Unicredit, premier groupe bancaire italien, se prépare à répercuter l'impact des taux d'intérêt négatifs sur les dépôts bancaires supérieurs à 100.000 euros dès 2020, a annoncé mercredi Jean-Pierre Mustier lors d'un entretien sur BFM Business.

"De plus en plus, ces taux négatifs vont être passés aux clients qui ont de gros dépôts", a affirmé le patron d'Unicredit, pour qui le seuil de "liquidités importantes" se situait "au-delà de 100.000 euros de dépôt" bancaire.

"Nous travaillons à une mise en place dans les différents pays où nous sommes présents, pour que ceci soit en place dès l'an prochain", a affirmé M. Mustier, qui avait rappelé peu avant qu'Unicredit était "la troisième banque allemande" ainsi que "la première" en Autriche et en Europe de l'Est.

"Dès 2020, il faut s'attendre à un certain nombre d'actions qui pourraient être réalisées", a-t-il confirmé.

"Il faut protéger l'ensemble des clients des banques les plus vulnérables, ceux qui sont couverts par la garantie des dépôts, et ensuite au cas par cas, on peut considérer passer les taux négatifs aux grandes entreprises ou à certains grands clients en offrant un certain nombre d'alternatives", telles que "d'investir dans des fonds de trésorerie" ayant "des objectifs de rendement proches de zéro plutôt que d'avoir un taux négatif en dépôt".

"C'est une alternative qui est tout à fait acceptable", a-t-il estimé.

Si Unicredit est le premier grand groupe bancaire européen à faire une telle annonce, en Allemagne, un pays d'épargnants où la baisse des rendements des placements suscite régulièrement la polémique, des établissements bancaires de plus petite taille avaient déjà annoncé taxer leurs clientèles professionnelle et de particuliers.

Ces décisions sont présentées comme la conséquence de la politique de taux bas menée par la Banque centrale européenne (BCE).
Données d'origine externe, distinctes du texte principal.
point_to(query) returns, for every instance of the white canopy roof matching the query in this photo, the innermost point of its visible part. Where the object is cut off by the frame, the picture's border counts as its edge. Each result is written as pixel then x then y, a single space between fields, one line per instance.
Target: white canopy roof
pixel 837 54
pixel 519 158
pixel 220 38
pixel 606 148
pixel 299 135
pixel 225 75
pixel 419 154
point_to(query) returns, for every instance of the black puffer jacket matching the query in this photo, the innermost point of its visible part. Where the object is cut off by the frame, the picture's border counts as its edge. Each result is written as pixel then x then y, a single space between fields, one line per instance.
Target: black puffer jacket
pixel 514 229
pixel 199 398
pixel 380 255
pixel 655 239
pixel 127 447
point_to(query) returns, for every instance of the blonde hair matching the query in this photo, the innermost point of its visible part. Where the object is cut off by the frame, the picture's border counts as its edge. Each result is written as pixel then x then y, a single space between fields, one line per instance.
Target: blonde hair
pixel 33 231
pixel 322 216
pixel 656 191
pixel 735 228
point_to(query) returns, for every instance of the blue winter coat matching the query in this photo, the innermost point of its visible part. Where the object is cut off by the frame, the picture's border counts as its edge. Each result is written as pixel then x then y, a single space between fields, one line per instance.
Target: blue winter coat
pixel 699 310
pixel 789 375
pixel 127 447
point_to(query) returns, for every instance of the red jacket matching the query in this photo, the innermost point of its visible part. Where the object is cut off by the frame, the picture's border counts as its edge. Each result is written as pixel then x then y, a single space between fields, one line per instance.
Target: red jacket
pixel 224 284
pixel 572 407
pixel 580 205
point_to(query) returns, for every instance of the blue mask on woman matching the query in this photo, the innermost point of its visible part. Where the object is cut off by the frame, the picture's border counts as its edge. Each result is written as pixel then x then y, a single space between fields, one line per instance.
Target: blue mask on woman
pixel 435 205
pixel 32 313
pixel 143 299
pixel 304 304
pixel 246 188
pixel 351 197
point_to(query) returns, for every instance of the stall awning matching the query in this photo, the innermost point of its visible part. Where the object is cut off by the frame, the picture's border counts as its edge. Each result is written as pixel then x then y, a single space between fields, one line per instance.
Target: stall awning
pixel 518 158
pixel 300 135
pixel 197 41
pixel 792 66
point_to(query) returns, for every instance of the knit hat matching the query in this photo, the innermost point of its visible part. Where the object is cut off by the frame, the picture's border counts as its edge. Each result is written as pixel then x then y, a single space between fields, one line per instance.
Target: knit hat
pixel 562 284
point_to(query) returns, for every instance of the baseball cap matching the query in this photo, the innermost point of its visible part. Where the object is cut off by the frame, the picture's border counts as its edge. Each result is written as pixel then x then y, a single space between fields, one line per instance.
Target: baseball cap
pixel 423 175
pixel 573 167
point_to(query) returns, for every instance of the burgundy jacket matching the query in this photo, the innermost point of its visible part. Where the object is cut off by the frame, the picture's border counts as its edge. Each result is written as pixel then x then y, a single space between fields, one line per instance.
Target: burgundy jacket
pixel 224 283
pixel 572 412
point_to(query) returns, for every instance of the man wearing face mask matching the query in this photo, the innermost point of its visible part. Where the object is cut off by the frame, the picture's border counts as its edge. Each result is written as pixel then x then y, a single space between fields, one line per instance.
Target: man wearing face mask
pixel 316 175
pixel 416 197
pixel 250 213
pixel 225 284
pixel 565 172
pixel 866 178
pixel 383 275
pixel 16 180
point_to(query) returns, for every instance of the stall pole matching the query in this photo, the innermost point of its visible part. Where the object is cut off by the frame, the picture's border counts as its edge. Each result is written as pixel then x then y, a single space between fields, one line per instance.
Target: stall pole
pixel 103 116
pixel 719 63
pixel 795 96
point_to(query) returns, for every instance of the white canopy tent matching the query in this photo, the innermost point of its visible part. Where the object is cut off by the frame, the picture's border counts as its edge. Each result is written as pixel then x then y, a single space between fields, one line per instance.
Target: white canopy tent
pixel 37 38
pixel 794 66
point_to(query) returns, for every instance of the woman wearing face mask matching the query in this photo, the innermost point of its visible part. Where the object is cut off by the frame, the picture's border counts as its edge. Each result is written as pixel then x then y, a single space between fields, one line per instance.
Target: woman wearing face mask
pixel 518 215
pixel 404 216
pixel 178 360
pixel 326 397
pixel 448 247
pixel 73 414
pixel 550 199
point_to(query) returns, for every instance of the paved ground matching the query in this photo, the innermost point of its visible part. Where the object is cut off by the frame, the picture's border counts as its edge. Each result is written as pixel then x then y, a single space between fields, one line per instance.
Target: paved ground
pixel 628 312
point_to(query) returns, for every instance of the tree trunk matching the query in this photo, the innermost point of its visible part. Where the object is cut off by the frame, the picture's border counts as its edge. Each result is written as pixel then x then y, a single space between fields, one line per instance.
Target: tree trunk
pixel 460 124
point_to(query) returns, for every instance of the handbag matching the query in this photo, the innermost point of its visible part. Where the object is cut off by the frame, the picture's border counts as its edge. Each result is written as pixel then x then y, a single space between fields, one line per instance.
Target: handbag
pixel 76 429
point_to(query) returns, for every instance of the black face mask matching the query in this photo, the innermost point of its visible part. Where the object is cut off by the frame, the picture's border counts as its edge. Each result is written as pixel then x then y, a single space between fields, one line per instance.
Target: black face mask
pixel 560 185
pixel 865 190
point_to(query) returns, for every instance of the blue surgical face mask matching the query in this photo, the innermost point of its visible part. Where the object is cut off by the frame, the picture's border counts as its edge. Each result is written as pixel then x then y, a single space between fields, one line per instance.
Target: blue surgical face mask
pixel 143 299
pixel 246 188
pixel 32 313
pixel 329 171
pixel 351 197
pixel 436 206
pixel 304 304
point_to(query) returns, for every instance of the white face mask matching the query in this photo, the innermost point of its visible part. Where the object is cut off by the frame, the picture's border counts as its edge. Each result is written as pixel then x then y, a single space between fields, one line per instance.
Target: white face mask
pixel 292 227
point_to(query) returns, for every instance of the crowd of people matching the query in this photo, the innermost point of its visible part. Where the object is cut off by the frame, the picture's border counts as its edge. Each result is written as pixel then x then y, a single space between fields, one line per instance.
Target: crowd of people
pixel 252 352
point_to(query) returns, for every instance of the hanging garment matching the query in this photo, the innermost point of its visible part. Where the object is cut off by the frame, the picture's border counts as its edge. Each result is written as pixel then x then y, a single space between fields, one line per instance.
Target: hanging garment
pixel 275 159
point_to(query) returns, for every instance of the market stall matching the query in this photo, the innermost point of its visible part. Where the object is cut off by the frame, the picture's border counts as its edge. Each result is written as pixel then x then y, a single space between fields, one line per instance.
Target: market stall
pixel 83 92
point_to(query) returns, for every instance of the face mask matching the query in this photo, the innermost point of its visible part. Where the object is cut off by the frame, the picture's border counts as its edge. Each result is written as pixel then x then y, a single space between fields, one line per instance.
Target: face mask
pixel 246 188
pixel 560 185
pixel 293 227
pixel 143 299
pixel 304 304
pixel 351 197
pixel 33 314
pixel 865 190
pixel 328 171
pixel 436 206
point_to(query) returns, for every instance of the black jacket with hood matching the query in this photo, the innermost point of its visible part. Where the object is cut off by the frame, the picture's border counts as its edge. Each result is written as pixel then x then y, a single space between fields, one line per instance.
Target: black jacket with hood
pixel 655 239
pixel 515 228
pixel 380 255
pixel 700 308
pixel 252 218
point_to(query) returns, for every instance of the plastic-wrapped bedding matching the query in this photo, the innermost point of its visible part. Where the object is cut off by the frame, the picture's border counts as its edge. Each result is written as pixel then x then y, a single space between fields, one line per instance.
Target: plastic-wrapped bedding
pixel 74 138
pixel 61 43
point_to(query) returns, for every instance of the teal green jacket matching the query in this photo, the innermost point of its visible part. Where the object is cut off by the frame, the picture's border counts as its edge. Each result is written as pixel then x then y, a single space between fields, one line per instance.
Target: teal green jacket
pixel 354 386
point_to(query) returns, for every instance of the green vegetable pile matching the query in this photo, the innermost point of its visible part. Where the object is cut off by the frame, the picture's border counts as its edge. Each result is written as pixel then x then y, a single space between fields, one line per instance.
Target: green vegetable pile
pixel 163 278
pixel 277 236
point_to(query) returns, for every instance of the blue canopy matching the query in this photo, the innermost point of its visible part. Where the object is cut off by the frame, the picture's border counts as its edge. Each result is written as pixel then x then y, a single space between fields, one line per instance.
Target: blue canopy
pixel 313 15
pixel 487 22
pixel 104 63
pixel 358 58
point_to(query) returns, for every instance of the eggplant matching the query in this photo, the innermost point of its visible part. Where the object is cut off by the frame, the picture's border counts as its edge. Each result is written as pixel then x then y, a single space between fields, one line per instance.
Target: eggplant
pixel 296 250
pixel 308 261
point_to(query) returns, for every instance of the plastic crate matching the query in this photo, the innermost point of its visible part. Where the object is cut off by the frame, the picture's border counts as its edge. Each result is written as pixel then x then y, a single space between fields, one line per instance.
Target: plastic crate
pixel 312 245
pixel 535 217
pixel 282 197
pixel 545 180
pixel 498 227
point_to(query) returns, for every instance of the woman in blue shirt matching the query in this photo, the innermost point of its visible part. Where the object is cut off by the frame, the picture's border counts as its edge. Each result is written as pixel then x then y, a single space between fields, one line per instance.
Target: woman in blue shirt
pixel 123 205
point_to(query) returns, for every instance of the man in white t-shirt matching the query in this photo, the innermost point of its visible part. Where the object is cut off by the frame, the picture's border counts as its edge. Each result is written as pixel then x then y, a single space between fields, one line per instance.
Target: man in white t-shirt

Lors de sa dernière réunion de politique monétaire de septembre, cette dernière a décidé d'augmenter le taux négatif appliqué aux dépôts fait à son guichet par les banques privées et excédant un certain niveau, en le portant de -0,40% à -0,50%, tout en laissant la porte ouverte à d'autres baisses de taux.

Prenant conscience que cette situation allait peser durablement sur leur rentabilité, les établissements bancaires européens réfléchissent à reporter cet effet sur leurs clients, certains l'effectuant déjà sur les grandes entreprises et institutions.

S'il "faut accepter" la décision de la BCE, "derrière, il faut faire en sorte de pousser la logique jusqu'au bout: les taux négatifs ne doivent pas s'arrêter dans le bilan des banques", a argué M. Mustier.